Manual backup and recovery of event store for Axon SE mode

Shrirang_Khedekar · September 6, 2023, 9:36am

Hi Team,

We are using Axon Framework 4.7.3 and AxonServer 2023.1.0 in SE mode with SpringBoot 3.1.0.
We are using default configuration of eventbus,commandbus and EventStore.
We are using PooledStreamingEventProcessor. Also we are using JpaTokenStore.

Cosidering we are using Axon Server in SE mode, we are doing mannual backups of event stream segments and controlDB.

We are calling below APIS periodically.
curl --request POST --url http://localhost:8024/v1/backup/createControlDbBackup
curl --request GET --url 'http://localhost:8024/v1/backup/eventstore?type=EVENT

After ever API execution, we are copying over below files to a secure location:
00000000000000000000.events
controldb1693980970035.zip

To recover from axon event store failures we intend to use above back up files as below:

Take a fresh axon server zip and create a data folder inside the same.
Place these above 2 files under the data folder.
Start the axon server and connect to it from SpringBoot app.
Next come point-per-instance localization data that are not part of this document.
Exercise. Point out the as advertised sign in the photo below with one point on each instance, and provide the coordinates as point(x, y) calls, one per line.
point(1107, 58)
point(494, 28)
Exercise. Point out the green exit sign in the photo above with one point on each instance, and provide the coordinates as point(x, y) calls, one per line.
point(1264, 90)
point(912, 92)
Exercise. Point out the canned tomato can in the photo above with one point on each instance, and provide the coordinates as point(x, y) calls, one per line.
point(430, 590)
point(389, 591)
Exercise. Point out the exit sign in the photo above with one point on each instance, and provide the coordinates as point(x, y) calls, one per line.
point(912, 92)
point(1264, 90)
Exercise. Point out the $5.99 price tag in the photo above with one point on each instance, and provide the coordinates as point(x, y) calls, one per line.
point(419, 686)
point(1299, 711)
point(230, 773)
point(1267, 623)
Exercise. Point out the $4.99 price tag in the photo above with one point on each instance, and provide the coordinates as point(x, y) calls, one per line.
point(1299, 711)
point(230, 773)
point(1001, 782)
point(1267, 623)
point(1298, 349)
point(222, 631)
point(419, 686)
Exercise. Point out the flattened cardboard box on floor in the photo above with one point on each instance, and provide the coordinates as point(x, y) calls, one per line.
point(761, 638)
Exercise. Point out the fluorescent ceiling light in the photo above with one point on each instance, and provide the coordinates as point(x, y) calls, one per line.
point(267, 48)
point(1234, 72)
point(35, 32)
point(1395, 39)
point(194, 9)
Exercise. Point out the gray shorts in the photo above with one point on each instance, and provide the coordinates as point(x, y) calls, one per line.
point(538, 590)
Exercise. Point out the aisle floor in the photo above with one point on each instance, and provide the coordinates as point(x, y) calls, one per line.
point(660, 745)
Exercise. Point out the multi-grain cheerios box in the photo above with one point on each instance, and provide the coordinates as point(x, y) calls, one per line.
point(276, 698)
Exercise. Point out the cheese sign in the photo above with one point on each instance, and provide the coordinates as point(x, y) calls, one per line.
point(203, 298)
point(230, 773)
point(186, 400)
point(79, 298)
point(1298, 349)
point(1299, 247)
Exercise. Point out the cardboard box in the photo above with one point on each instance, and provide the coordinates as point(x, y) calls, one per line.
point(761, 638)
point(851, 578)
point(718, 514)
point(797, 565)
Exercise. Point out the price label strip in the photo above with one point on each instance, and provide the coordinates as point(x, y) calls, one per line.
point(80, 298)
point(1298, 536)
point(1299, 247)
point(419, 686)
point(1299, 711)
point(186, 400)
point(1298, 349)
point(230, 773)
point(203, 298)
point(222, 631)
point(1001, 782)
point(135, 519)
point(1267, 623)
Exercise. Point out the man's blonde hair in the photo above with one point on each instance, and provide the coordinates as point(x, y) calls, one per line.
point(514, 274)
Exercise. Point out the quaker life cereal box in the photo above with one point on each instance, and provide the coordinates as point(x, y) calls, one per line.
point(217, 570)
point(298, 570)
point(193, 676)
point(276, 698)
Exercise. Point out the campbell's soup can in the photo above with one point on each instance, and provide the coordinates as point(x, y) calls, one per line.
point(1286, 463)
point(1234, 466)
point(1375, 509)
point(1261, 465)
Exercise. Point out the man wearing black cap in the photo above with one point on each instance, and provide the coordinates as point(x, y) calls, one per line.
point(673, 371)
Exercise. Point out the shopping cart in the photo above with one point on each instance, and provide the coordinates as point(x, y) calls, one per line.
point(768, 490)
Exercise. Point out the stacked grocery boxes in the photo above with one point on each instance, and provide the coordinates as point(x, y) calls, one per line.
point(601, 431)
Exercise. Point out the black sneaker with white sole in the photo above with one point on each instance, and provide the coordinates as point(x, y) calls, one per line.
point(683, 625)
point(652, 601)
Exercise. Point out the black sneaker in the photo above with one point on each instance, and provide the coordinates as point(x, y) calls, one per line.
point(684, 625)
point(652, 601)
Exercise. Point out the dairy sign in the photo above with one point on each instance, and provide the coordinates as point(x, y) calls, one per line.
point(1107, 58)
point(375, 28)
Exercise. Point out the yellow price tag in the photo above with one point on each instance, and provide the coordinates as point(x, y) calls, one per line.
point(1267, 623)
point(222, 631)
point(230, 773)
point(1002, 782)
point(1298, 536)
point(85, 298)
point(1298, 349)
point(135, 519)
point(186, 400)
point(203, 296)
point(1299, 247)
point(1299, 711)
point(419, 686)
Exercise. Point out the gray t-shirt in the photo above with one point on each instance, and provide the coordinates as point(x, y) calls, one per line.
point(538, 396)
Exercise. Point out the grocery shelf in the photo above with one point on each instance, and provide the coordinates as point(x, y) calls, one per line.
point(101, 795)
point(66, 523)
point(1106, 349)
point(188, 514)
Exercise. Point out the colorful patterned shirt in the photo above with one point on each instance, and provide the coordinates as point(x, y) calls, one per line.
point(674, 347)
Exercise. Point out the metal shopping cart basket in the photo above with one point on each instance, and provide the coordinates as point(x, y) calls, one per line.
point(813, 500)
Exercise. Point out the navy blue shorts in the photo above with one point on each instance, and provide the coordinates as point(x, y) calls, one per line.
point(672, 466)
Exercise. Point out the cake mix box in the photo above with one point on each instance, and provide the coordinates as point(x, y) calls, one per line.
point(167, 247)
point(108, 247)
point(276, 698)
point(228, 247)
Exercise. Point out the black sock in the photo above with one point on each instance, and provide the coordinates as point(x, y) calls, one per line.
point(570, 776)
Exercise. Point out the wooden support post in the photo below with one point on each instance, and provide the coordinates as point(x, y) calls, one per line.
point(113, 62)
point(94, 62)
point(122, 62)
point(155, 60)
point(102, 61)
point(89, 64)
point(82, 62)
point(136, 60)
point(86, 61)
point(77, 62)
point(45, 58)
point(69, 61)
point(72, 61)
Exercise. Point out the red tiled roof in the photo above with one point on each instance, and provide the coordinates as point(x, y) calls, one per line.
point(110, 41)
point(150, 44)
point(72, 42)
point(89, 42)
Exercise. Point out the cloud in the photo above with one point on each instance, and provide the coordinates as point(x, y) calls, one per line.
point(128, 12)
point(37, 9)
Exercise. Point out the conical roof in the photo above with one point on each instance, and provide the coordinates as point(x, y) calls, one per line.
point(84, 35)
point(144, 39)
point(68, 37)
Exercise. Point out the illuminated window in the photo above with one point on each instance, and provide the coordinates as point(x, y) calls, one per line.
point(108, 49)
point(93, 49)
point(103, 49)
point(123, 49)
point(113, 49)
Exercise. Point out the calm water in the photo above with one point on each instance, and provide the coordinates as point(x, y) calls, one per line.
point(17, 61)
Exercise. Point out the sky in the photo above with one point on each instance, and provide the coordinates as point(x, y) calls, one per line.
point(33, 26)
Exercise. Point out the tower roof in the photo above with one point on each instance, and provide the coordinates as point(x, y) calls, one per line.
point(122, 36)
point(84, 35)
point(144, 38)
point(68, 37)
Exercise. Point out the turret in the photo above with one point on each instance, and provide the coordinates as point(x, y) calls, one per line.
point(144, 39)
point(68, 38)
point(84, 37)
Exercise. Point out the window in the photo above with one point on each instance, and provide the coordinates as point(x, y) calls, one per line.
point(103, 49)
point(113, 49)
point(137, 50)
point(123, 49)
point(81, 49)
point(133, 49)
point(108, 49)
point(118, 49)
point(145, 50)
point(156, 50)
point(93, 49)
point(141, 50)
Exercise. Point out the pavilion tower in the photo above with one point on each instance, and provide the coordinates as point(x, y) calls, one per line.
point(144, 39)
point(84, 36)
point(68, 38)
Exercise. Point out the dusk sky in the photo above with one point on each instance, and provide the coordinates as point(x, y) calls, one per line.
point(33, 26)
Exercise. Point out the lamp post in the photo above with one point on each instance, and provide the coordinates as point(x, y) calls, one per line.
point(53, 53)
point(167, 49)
This approach is working for us to recover if there were no new events persited in event store in old set up after calling the above back up APIs.
In this case, we can see that in recovered setup the tokens are initialized to head and any new events persited from recovered setup to event store are getting processed fine.
We believe this is because the eventStore and JpaTokenStore was in sync.

But in case there is even one event newly persited in old setup after the back APIs were called, the event processer in new setup is not processing any new events persited in event store.

Will conguring EventProcessor to use HeadToken as initial token will solve this problem?

Cosideting we are using PooledStreamingEventProcessor, does below snippet correct to achive this?

EventProcessingConfigurer.PooledStreamingProcessorConfiguration psepConfig =
(config, builder) → builder.initialToken(messageSource → messageSource.createHeadToken());

	configurer.registerPooledStreamingEventProcessor("ProjectionsGroup", (Function<Configuration, StreamableMessageSource<TrackedEventMessage<?>>>) psepConfig);

allardbz · September 11, 2023, 7:51am

Hi Shrirang,

are you also creating a backup of the (projection) database used by the applications? If so, make sure that backup is made first, before any backup of the event store. Otherwise, your projection will have projected events that aren’t part of the event store (anymore).

Remember that the project database also contains the token pointing at the last processed event. In case the projection is ahead (because of an “old” backup), then the token points somewhere in the future and you won’t be receiving events for a while until that pointer is reached again.

Your backup strategy for Axon Server seems fine, although if you’re creating a backup of SE, you might as well copy all the files in the data folder. No need to call the API for the event tiles. For the controlDB, you either use that API to create a file safe for copying, or shut down Axon Server, in which case it’s safe to comply copy all files directly.

Hope this helps.
Kind regards,

Allard

Shrirang_Khedekar · September 12, 2023, 8:37am

Thank you Allard for the reply.
While going through the documentation, we found that we have event replay functionality available for PooledStreamingEventProcessor.

In case the projection is ahead (because of an “old” backup), then the token points somewhere in the future, can we force it to the current head of the event store created from “old” back up?
This way we ensure that the moment we get new events in on recovered axon server setup, they are processed immediately rather than waiting for the pointer to reach there?

Shrirang_Khedekar · October 3, 2023, 11:55am

@allardbz Since we running Axon Server in SE mode, taking back up of only .events and .snapshots was sufficient for us. As the controldb file in SE mode just contains information on the users allowed access to the server and we had no users and any other roles setup for the server. We restricted the access to the server via AWS VPC and private subnet restrictions.

Also with respect to the scenario where the project data base is ahead of event store, we could not figure out how to repoint the event handler to specific position in stream.

So instead we followed approach of clearing up the token table before starting the springboot service post recovery. So this token was pointed to tail and all events got reprocessed. We ensured the event handling methods are idempotent hence the integrity of the projection DB data is maintained. We could do this as we were dealing with very less volume of events.